Mas Michael Veale, um britânico de 26 anos que pesquisa leis de proteção de dados na University College de Londres, tinha dúvidas. “Muita gente garantia que a experiência era uma atividade para extrair dados dos usuários”, conta em uma visita a Madri. “Me interessava saber não só o que a Netflix fazia com todos esses dados, mas com que base legal.” Foi o que perguntou à casa, aproveitando que agora esses pedidos de informação estão amparados pelo Regulamento Geral de Proteção de Dados que entrou em vigor na Europa em maio passado. “Já que temos direito de investigar e compreender atividades como esta, queria mostrar que o Regulamento pode ser usado para perguntar sobre questões cotidianas”, continua. Esta semana, a Netflix lhe deu a resposta. Efetivamente, havia anotado cada decisão tomada por cada espectador. O capítulo de Black Mirror era, para muitos, um triunfo de criatividade televisiva; para outros, um triunfo de mineração de dados.
Também é um exemplo de até que ponto é absurdo separar uma coisa da outra. Em uma época marcada pelo estudo em massa do comportamento de todo consumidor em qualquer setor, a televisão se tornou uma arma potente. Os grandes do negócio se tornaram o que são hoje fundamentalmente por sua forma de explorar os dados que cada espectador vai deixando em uma tela conectada à Internet. Cada segundo de vacilo antes de escolher um título, cada pausa na reprodução do programa, cada cena rebobinada. Todos os dados contribuem para conhecer o espectador, e cada espectador colabora para conhecer o mercado inteiro. Quanto mais banal for o dado, melhor. Mais valioso será cruzá-lo com outros milhões de variáveis.
A Netflix é o serviço mais conhecido por sua forma de estudar seus quase 150 milhões de assinantes no mundo todo. Mas sem dúvida não é a única. Quando a Amazon se dispôs a lançar seu negócio de televisão por assinatura (hoje Amazon Prime Video), em 2012, ofereceu uma série de capítulos piloto para que o público votasse em qual queria ver transformado em série. Ao mesmo tempo, determinaram que capítulo era mais visto segundo quais pessoas, que momentos eram mais rebobinados e quais tinham mais pausas. Com isso tomaram suas decisões. Aquelas séries não funcionariam.
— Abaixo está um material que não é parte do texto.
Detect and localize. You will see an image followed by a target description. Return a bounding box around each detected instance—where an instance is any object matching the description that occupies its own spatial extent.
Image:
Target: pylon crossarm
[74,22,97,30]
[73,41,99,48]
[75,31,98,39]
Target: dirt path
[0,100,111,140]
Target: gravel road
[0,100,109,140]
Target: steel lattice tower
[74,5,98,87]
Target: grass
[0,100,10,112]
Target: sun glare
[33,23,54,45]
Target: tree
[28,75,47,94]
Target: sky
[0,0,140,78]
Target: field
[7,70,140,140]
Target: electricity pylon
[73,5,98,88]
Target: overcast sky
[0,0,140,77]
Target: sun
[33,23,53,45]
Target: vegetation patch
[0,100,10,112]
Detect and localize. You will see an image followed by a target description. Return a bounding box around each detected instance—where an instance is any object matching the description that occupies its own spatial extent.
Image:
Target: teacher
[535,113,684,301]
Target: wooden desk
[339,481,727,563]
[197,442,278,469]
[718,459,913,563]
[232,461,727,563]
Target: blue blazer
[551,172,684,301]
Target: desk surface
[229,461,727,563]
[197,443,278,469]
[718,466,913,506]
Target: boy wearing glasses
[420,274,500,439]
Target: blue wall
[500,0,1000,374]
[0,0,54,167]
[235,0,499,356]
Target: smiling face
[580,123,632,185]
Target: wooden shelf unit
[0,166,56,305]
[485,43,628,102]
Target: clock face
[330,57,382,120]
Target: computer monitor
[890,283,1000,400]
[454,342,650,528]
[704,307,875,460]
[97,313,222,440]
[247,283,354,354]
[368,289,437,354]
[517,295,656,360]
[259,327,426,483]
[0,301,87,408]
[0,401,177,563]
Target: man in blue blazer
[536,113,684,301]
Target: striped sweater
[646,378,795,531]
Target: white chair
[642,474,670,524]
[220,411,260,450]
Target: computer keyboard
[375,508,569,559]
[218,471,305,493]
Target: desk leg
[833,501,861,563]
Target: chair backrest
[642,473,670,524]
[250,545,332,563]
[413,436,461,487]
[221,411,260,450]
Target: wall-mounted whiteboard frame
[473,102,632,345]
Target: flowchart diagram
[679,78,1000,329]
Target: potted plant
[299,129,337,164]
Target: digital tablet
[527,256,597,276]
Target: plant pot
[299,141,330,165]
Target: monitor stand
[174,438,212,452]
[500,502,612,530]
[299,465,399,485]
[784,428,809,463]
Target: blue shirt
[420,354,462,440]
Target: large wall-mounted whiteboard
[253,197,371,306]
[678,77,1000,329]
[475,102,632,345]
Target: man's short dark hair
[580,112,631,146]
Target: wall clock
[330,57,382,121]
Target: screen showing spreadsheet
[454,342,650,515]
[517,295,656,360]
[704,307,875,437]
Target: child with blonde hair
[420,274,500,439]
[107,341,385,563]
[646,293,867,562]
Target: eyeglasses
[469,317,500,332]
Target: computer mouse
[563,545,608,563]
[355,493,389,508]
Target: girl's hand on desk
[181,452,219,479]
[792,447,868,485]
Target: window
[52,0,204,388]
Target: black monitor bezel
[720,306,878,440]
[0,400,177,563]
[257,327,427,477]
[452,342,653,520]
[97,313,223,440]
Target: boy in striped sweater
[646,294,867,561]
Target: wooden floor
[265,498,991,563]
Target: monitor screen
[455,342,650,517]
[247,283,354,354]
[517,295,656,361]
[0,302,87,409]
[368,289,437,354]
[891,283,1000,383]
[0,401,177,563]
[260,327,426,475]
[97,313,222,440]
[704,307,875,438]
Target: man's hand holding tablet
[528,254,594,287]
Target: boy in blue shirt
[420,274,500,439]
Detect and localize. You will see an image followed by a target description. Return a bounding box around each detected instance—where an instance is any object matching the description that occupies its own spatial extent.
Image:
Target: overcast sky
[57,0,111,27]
Era um estilo muito diferente do da Netflix. “Eles compreendem as limitações de analisar dados, e sabem como superá-las com base em especialistas humanos”, explica Sebastian Wernicke, diretor de análise de dados da consultoria alemã One Logic, que estudou o papel do big data na criação televisiva. “A Netflix não decide apenas com dados em mãos, mas usa os dados para melhorar as decisões que toma.” Na casa se conta que sempre que se produziram House of Cards em 2013 era porque sabiam que seu público gostava de thrillers políticos e dos filmes de David Fincher. Mas chamaram Fincher. Os dados informam a parte criativa e os criativos dão forma aos dados.
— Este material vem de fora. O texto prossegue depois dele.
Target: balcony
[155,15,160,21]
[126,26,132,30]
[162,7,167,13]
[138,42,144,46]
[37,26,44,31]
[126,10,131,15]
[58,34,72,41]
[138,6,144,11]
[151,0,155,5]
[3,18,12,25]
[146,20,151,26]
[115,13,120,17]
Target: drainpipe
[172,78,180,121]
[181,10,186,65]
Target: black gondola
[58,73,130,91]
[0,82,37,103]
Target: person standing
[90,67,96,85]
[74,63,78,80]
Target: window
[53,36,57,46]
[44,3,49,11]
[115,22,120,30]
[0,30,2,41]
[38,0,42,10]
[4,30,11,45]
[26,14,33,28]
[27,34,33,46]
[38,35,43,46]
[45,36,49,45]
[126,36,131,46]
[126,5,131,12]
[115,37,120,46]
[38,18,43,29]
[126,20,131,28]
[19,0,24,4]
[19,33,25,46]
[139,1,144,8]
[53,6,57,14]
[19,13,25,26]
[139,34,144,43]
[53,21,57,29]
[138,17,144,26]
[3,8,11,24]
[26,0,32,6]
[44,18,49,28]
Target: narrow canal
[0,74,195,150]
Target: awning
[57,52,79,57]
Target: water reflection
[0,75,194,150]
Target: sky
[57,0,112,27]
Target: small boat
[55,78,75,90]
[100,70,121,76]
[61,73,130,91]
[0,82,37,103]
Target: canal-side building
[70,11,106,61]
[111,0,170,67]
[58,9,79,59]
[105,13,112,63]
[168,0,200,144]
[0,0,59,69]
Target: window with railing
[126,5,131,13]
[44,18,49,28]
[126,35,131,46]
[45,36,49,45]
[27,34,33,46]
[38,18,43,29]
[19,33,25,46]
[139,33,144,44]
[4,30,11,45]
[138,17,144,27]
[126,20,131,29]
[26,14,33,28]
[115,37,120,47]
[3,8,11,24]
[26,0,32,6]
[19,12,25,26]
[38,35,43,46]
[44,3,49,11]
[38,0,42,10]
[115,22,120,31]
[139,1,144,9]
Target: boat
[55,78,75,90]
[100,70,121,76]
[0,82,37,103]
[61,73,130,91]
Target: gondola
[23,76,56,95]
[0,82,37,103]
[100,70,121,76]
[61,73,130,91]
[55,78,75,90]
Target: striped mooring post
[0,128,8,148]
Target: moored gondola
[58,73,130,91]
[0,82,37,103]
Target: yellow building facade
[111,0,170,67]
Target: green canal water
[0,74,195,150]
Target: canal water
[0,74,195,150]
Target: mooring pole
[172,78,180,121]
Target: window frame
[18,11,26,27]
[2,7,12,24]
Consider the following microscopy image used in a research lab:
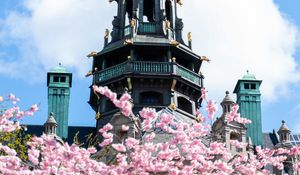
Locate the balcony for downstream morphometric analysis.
[94,61,203,86]
[139,22,156,33]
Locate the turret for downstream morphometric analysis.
[47,64,72,139]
Por isso ainda subsiste a brincadeira recorrente do setor de culpar o algoritmo da Netflix por todas as coincidências entre as séries da casa: os protagonistas tímidos de cabelo escuro apaixonados por uma mulher mais esperta que eles (Sex Education, Elite, End of the F***in World, 13 Reasons Why) ou a quantidade de séries cuja temporada é interrompida na metade por um capítulo em um lugar remoto, como uma viagem de carro ou um funeral. Devem gostar muito do algoritmo. Não receberam nem pausas nem rebobinadas e por isso há tantas.
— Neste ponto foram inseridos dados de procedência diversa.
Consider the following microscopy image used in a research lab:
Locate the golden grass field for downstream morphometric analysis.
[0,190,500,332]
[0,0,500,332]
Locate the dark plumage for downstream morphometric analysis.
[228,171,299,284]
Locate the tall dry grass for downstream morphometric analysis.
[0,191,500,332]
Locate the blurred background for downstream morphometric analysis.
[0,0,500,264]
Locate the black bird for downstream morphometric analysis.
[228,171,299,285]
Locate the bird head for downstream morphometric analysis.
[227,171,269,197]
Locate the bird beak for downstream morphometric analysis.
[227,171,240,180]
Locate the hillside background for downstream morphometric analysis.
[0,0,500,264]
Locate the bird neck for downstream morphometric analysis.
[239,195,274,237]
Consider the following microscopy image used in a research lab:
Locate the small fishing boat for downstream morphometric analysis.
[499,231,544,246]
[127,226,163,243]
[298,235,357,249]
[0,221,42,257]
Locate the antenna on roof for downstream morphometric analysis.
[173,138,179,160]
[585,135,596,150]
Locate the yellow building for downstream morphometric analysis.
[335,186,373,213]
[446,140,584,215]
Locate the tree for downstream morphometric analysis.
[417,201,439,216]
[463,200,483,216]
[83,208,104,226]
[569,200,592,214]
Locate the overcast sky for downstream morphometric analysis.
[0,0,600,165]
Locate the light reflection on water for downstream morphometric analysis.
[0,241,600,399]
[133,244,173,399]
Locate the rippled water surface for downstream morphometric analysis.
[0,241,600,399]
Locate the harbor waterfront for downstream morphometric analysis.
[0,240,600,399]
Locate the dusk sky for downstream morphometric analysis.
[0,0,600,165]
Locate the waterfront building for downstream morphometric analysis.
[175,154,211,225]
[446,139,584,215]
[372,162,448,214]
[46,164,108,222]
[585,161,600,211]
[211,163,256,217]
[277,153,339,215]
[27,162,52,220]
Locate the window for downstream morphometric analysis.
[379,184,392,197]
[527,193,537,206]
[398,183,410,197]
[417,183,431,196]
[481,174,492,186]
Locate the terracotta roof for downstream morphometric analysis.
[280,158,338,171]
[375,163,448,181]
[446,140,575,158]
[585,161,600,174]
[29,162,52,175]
“Não sei ao certo quantos dados mais poderiam ser reunidos, mas se os encontrassem, refinariam a estratégia”, opina Wernicke. Talvez com experimentos como o de Black Mirror? Aqui Veale pondera: “Os dados coletados nesse caso deveriam nos preocupar? Certamente não. Mas o fato de que tenham tirado mais informação do que a permitida pelos clientes ao assinar, sem pedir permissão? Sim, esse dado é preocupante.”